Surface treatment covers a wide variety of processes and techniques from more traditional heat treatment to the latest in plasma coatings and thermal spraying. The common theme is effecting a change in the surface structure of a material in order to improve its qualities, usually with a specific purpose in mind.
Basic heating processes such as normalising, annealing and tempering use specific heating and cooling procedures to change the microstructure of the material, usually steel, to counter the effects of the production and manufacturing processes. Achieving the required specification in these applications requires careful control of the heating process, which is usually governed by the supply of fuel and oxygen to a burner.
Since the heating process in these examples is conducted in normal atmospheric conditions, the best method of controlling the heat is through careful management of the fuel source.

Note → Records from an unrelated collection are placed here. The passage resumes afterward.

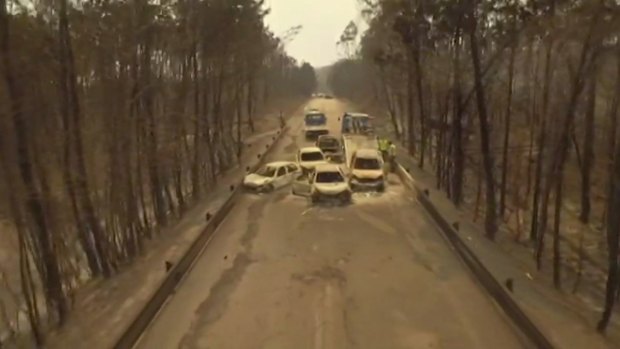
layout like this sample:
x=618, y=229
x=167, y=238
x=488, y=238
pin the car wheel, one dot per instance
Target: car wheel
x=268, y=188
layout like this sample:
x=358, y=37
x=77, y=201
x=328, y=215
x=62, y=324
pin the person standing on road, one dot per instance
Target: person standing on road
x=383, y=148
x=392, y=155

In many cases this is a combustible gas such as propane or acetylene which requires certified isolation valves and, depending on the location of the valve, an ATEX rating.

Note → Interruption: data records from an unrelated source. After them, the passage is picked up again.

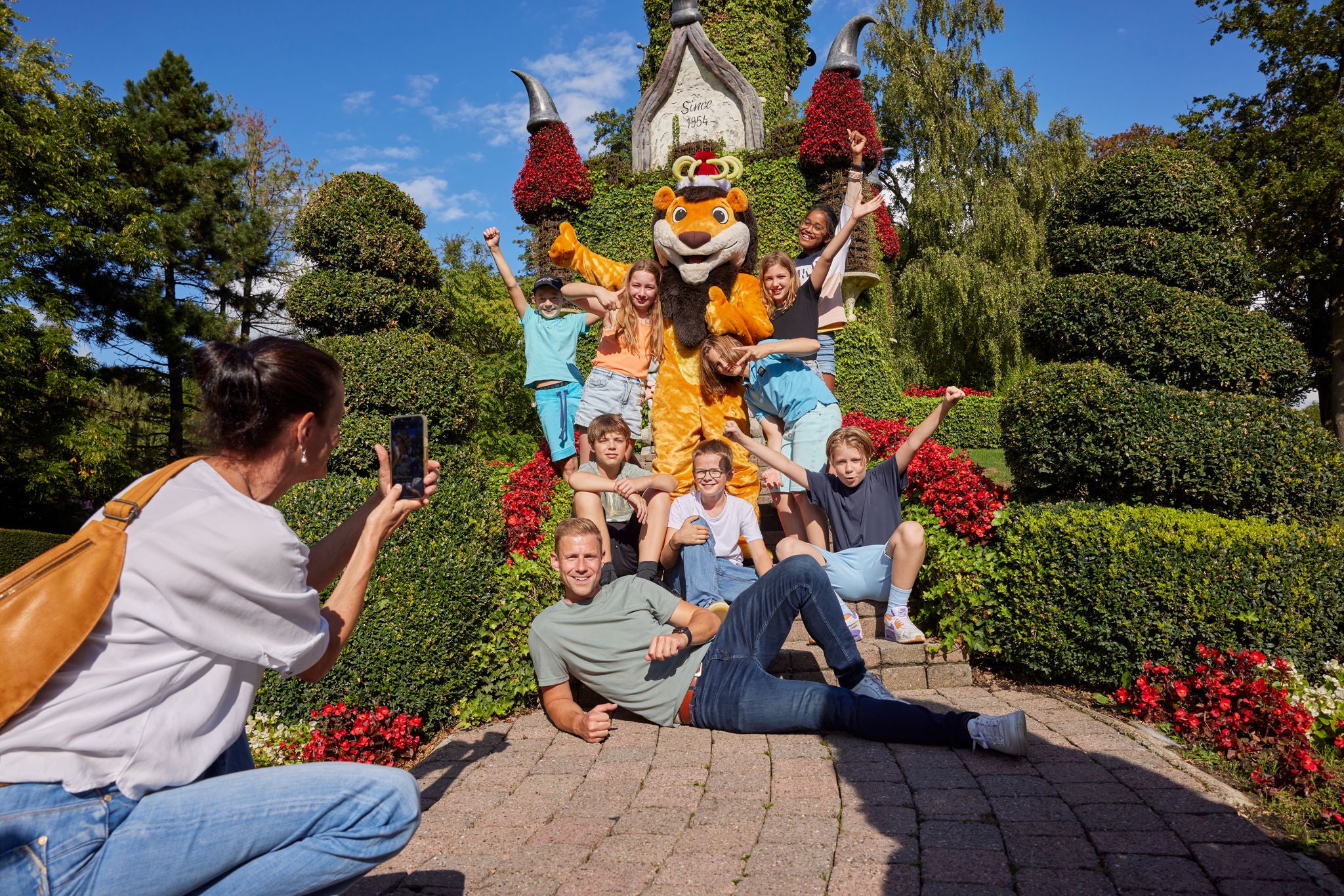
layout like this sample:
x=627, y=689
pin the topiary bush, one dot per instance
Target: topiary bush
x=1086, y=594
x=427, y=603
x=1202, y=264
x=362, y=222
x=391, y=373
x=1163, y=335
x=1151, y=187
x=327, y=302
x=1090, y=432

The quality and uniformity of the finished product is heavily dependent on the precise control of temperature which can be best achieved either using a mass flow meter (MFM) or a mass flow controller (MFC) specifically designed and calibrated for the fuel gas. There are a number of additional features which can make certain devices more suitable for some applications, such as fieldbus connectivity, and high IP ratings, but the most important attributes are accuracy across different flow rates and reliability.
The plasma spraying process for example can be used for a variety of applications, such as surface cleaning, increasing temperature tolerance and applying special coatings to withstand corrosion. Coatings can be applied to components as varied as jet engine vanes to pump impellors to achieve a predetermined life period under severe operating conditions.

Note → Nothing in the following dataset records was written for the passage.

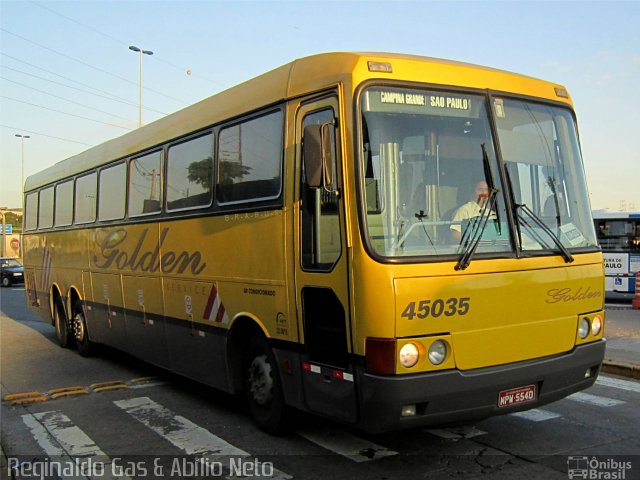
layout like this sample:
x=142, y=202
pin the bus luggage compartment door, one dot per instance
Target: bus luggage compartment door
x=321, y=271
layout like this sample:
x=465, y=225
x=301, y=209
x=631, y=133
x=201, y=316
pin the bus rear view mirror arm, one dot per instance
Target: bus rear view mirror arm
x=318, y=155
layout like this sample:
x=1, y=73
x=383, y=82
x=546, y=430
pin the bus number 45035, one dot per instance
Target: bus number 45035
x=436, y=308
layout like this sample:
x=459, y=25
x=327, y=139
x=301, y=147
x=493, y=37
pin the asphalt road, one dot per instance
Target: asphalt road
x=159, y=427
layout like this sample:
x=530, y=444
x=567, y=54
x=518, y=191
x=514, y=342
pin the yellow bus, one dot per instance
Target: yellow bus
x=384, y=240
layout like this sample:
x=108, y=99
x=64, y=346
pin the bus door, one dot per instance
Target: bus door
x=321, y=275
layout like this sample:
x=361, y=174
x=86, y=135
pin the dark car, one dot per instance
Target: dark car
x=12, y=271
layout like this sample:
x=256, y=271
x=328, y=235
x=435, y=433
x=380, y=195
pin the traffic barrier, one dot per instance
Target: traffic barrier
x=635, y=303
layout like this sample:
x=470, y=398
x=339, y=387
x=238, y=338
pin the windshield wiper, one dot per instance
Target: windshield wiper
x=472, y=240
x=568, y=258
x=552, y=186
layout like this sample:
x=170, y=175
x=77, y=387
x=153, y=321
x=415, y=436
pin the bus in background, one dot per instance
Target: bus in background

Creating the correct plasma jet conditions is essential if the finished component is to meet the required standards. This demands precise pressure and flow control of the plasma gas, such as argon, which requires precise flow controllers and control systems. Bürkert has been involved in the design and manufacture of precision gas delivery systems for over 25 years and is actively supporting designers and manufacturers of equipment that requires precision metering.
The MFC can form an integrated, fieldbus- compatible system, comprising a flow sensor, control electronics and control valve. Using this controller, mass flows of gases in the range from 0.005 lN/min to 1,500 lN/min can be kept constant whilst maintaining a turn-down ratio of 1:50, or can follow a predefined set-point profile, regardless of external influences, such as pressure or temperature variations.
Depending on the application, Bürkert can tailor the sensing technology to use one of three types of sensor, each with its own advantages. Inline sensors are positioned in the main channel and provide exceptional response times with minimal contamination susceptibility. MEMS sensors operate in a secondary channel and also provide extremely quick response times, even with the smallest flow rates. Alternatively, capillary sensors are well suited for aggressive gases and can be used with gases that the sensor has not been calibrated for.
For component suppliers, it is essential for the manufacturing processes to have total consistency and this requires feedback systems and control loops to deliver continuous product quality. Achieving this through a reliable process is key to producing a cost effective product that will deliver to the required specification.
Supported by a wide product range of flow controllers and solenoid valves that conform to a variety of European and international standards, Bürkert engineers can help in the design and execution of any surface treatment equipment. By working closely with end users and OEM designers involved with these projects, Bürkert is able to contribute its considerable experience in this field and offer cost effective and reliable solutions.
The Bürkert Type 8710 Mass Flow Controller for Gases (MFC) monitors and controls the flow of gases through a sensor element which is not in direct-contact with the gas itself and a built-in high accuracy proportional valve.
Bürkert gas control valves and solutions are used for various gas applicatio9ns such as: ammonia control, for gas nitriding and nitrocarburising, for controlling protective gas atmospheres at sintering and endogas production sites and for controlling the feed-in to industrial ovens or burners.
The MFC can form an integrated, fieldbus- compatible system, comprising a flow sensor, control electronics and control valve. All items can be panel mounted within a cabinet for convenience and protection.